„Bereits zum vierten Mal steht Ulrike Neradt auf unserer Bühne, heute hat sie ihr Lieblingsprogramm mitgebracht“, kündigte Ortsbürgermeister Thomas Steffen dem beinahe ausverkauften Saal die Künstlerin samt Begleitung an. Die anschließende humoristische Eröffnung nach Wolfgang Neuss – „gäbe es keine Schafe, hätten wir heute kein Publikum“ – ließ bereits erahnen, wohin diese „kleine Zeitreise“ die Gäste führen sollte. Die Kabarettistin und ehemalige Deutsche Weinkönigin Neradt begeisterte mit dem Schauspieler und Sänger Klaus Brantzen und Jürgen Streck am Klavier von Anfang an das Publikum mit ihrem abwechslungsreichen Programm. Dazu gehörten Texte, Chansons und Dialoge von Größen wie Georg Kreisler, Friedrich Hollaender, Wolfgang Neuss und vielen mehr.
Pointiert vorgetragene Auszüge aus „Etikette neu“, einem umstrittenen Benimmregelbuch von Erica Pappritz, eröffneten den Abend.
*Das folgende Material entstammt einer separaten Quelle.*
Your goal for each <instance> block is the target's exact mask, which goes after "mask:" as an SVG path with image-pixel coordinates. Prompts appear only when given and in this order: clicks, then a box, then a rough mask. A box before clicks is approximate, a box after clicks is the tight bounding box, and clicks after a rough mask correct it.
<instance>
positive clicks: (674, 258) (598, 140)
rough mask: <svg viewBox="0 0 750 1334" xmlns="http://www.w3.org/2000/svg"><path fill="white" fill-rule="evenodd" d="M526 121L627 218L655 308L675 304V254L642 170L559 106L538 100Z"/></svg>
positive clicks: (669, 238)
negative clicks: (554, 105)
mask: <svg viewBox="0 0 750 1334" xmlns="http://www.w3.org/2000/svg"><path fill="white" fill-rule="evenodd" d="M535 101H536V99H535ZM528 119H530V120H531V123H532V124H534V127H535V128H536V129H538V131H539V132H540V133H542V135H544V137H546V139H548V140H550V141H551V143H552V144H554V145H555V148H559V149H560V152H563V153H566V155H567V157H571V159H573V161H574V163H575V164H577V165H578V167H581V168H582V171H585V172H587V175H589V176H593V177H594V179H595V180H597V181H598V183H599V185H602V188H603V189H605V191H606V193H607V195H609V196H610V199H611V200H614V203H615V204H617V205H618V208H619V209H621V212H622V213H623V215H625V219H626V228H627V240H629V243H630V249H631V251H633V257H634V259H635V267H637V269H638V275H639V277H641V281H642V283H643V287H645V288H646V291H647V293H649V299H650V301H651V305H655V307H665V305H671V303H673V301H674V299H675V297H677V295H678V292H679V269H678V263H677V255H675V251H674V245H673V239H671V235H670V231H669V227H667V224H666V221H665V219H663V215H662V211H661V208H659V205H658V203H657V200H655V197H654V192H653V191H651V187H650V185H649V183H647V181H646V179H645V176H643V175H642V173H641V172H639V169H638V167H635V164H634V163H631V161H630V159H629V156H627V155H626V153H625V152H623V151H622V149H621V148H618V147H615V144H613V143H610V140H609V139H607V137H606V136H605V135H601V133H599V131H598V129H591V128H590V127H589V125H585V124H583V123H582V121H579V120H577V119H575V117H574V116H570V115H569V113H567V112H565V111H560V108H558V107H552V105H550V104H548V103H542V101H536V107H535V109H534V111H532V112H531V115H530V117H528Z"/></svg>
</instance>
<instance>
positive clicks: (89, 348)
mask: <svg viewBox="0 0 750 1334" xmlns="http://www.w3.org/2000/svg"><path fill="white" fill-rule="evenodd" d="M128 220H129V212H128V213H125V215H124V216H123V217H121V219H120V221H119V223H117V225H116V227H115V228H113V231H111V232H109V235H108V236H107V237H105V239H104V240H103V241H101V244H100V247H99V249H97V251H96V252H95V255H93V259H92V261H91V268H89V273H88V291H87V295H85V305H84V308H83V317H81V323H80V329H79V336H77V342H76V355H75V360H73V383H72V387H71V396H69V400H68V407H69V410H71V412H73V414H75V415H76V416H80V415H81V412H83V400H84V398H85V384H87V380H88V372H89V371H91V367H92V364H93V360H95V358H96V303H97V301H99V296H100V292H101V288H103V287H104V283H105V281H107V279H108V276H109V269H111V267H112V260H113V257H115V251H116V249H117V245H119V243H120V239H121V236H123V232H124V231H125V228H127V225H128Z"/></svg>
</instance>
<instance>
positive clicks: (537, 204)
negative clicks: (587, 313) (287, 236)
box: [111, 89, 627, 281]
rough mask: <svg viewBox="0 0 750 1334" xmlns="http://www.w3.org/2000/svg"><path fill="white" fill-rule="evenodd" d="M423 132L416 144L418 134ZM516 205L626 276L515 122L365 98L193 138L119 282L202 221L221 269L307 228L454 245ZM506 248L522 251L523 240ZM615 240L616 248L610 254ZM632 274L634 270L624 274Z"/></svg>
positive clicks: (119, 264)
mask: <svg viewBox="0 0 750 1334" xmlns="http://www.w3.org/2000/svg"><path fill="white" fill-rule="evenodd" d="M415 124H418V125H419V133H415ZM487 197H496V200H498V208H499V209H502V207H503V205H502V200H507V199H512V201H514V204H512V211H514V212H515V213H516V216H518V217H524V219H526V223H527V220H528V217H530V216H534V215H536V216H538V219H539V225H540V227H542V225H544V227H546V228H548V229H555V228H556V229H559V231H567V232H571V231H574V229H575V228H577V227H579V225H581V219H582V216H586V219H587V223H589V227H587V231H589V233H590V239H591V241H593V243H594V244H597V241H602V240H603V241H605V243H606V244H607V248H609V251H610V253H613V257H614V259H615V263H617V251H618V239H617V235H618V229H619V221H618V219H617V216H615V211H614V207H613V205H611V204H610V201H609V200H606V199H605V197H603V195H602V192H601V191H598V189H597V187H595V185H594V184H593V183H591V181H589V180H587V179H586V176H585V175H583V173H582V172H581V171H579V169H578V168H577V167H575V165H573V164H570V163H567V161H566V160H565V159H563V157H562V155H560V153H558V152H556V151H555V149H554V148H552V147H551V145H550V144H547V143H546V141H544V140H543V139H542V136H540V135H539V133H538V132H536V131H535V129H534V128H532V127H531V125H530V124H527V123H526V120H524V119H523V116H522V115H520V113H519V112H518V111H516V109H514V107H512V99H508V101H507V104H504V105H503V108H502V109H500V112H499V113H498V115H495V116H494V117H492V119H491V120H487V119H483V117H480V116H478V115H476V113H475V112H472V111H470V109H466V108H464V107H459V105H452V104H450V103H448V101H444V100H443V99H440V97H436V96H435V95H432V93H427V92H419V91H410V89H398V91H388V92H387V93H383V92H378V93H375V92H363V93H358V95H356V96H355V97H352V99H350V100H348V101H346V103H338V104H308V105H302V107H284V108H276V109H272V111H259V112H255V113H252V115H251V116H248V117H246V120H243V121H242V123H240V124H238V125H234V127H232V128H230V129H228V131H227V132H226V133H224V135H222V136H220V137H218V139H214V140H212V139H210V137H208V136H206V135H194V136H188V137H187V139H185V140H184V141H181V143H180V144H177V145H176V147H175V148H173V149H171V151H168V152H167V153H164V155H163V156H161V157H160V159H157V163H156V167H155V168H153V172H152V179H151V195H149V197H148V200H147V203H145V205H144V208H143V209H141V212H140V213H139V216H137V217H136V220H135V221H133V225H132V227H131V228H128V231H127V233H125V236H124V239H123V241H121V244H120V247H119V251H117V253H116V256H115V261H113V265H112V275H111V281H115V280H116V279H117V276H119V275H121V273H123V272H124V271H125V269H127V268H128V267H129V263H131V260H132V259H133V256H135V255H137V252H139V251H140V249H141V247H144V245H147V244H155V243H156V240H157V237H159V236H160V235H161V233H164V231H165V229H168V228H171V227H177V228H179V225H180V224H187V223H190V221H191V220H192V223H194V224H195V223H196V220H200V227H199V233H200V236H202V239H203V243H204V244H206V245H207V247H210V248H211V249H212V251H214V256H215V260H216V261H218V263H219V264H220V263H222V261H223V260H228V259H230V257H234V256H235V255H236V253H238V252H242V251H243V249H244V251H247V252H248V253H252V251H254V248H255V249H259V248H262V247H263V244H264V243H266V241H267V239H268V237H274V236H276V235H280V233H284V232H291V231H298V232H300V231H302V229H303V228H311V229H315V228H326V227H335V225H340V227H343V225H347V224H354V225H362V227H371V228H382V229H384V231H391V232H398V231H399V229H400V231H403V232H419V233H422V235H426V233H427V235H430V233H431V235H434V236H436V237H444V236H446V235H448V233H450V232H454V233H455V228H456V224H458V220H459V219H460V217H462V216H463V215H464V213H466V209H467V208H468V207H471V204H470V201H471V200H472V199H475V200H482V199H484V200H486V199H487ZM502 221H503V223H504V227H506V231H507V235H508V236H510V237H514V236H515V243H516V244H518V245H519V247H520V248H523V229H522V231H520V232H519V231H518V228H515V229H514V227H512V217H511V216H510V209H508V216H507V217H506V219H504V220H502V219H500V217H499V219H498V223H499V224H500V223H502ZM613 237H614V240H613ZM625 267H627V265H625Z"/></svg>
Das Werk der stellvertretenden Protokollchefin der Adenauer-Ära porträtiert ein Frauenbild, über das man heutzutage wohl nur den Kopf schütteln würde: „Halten Sie ein warmes oder kaltes Getränk für ihn bereit, rücken Sie ihm sein Kissen zurecht, bieten Sie ihm an, ihm die Schuhe auszuziehen.“
Neradt bezauberte zwischen den ironischen Texten und Dialogen vor allem mit Chansons wie „Circe“ von Hanne Wieder oder Lale Andersens „Die Dame von der Elbchaussee“ in Hamburger Platt. Mit „Spiel nicht mit den Schmuddelkindern“ kritisierte Franz Josef Degenhardt „das Gewissen einer Generation“ und in den 60er-Jahren die Spießigkeit der Nachkriegszeit – im Kastell füllte Brantzen das Stück mit neuem Leben. Und ein Dialog zwischen Vater und Tochter des Satirikers Rudolf Rolfs illustrierte die grundlegende Ablehnung des Marxismus' der damaligen Zeit: „Also da muss man dagegen sein!“, sagt da der Vater und flüchtet vor einer Begründung.
Auszüge aus der Zeitschrift „Bravo“, Erzählungen über die Starschnitte aus selbigem Heft (für die Beatles benötigte man 44 Teile) amüsierten das Publikum. Lieder wie „Mit 17 hat man noch Träume“ von Peggy March und „The Boxer“ von Simon & Garfunkel ließen die Gäste im Kastell in Erinnerungen schwelgen. Und zu „Yesterday“ – „was wäre ein 60er-Jahre-Programm ohne einen Titel der Beatles“ – sang das Publikum schließlich einfach mit. Der Text „Ich setzte auf die Liebe“ vom „Poeten unter den Kabarettisten – Hanns Dieter Hüsch“ beendete den offizielle Teil des Programms.
„Gute Nacht Freunde“ von Reinhard May markierte dann endgültig den Abschluss eines großartigen Abends. Neradt, Brantzen und Streck entführen mit „Wir sind so frei“ äußerst überzeugend in die 60er-Jahre, präsentieren humorvoll den geschichtlichen Kontext und verkörpern mit Texten, Musik und Spiel den damaligen Zeitgeist: Eine Zeitreise, die sich lohnt.